Appeal from the Circuit Court of Williamson County. No. 01-L-132 Honorable Phillip G. Palmer, Judge, presiding.

The opinion of the court was delivered by: Presiding Justice Hopkins


The defendants, TAP Pharmaceutical Products, Inc., Tap Pharmaceuticals, Inc. (collectively referred to as TAP), and Abbott Laboratories, Inc., appeal the trial court's order certifying a nationwide class of individuals and businesses under Illinois law. On appeal, the defendants seek the decertification of the class. We affirm the trial court's decision.


Plaintiff class representative Acie C. Clark filed a class action complaint in Williamson County. He alleged unjust enrichment and a violation of Illinois's Consumer Fraud and Deceptive Business Practices Act (Consumer Fraud Act) (815 ILCS 505/1 et seq. (West 2000)). Acie alleged that, as a result of the defendants' fraudulent marketing and sales scheme, he, along with thousands of individuals and entities who paid copayment or deductible amounts for beneficiaries under Medicare, overpaid for the prescription drug Lupron, which is used to treat prostate cancer.

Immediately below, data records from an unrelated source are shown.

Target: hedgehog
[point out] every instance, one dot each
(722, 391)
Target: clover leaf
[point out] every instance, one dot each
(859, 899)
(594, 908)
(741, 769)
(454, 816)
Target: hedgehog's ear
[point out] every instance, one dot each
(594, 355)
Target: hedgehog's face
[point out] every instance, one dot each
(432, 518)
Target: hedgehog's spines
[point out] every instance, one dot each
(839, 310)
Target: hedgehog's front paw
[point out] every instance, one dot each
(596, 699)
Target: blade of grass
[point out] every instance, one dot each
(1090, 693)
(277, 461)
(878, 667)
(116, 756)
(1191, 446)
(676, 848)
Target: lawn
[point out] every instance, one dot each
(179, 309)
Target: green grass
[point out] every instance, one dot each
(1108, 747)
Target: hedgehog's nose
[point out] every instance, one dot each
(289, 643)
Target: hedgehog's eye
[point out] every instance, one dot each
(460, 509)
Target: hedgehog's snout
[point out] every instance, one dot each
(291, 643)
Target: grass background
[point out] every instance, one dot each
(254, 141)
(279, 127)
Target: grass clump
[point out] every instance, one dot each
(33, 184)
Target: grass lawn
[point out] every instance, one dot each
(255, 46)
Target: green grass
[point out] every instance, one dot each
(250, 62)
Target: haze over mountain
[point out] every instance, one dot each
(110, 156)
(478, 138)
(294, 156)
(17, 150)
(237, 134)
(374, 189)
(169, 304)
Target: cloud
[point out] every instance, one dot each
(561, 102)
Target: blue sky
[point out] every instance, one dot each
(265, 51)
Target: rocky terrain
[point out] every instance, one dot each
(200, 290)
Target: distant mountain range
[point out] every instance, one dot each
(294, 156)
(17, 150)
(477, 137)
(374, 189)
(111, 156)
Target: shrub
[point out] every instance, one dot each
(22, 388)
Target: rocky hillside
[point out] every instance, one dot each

Acie alleged that Medicare reimbursement has historically relied on the "average wholesale price" (AWP) published in Redbook, a pharmaceutical publication. Medicare reimbursed medical providers 80% of the allowable amount, and the Medicare beneficiary paid the remaining 20%, referred to as the copayment amount. Acie contended that the defendants wrongfully supplied Redbook with an inflated AWP, i.e., that the prices the defendants charged private-sector purchasers for Lupron were significantly less than the price published in Redbook and relied upon by Medicare and its beneficiaries. Acie claimed that the defendants' fraudulent scheme induced medical providers to purchase, prescribe, and administer Lupron at a low cost, bill Medicare at the inflated cost, and earn a profit from the difference. Acie claimed that, therefore, in essence, the defendants created an improper kickback for their physician customers and increased their own profits and market share. Acie alleged that as a result of the defendants' wrongful inflation scheme, he and those similarly situated substantially overpaid all or part of their 20% copayments for Lupron.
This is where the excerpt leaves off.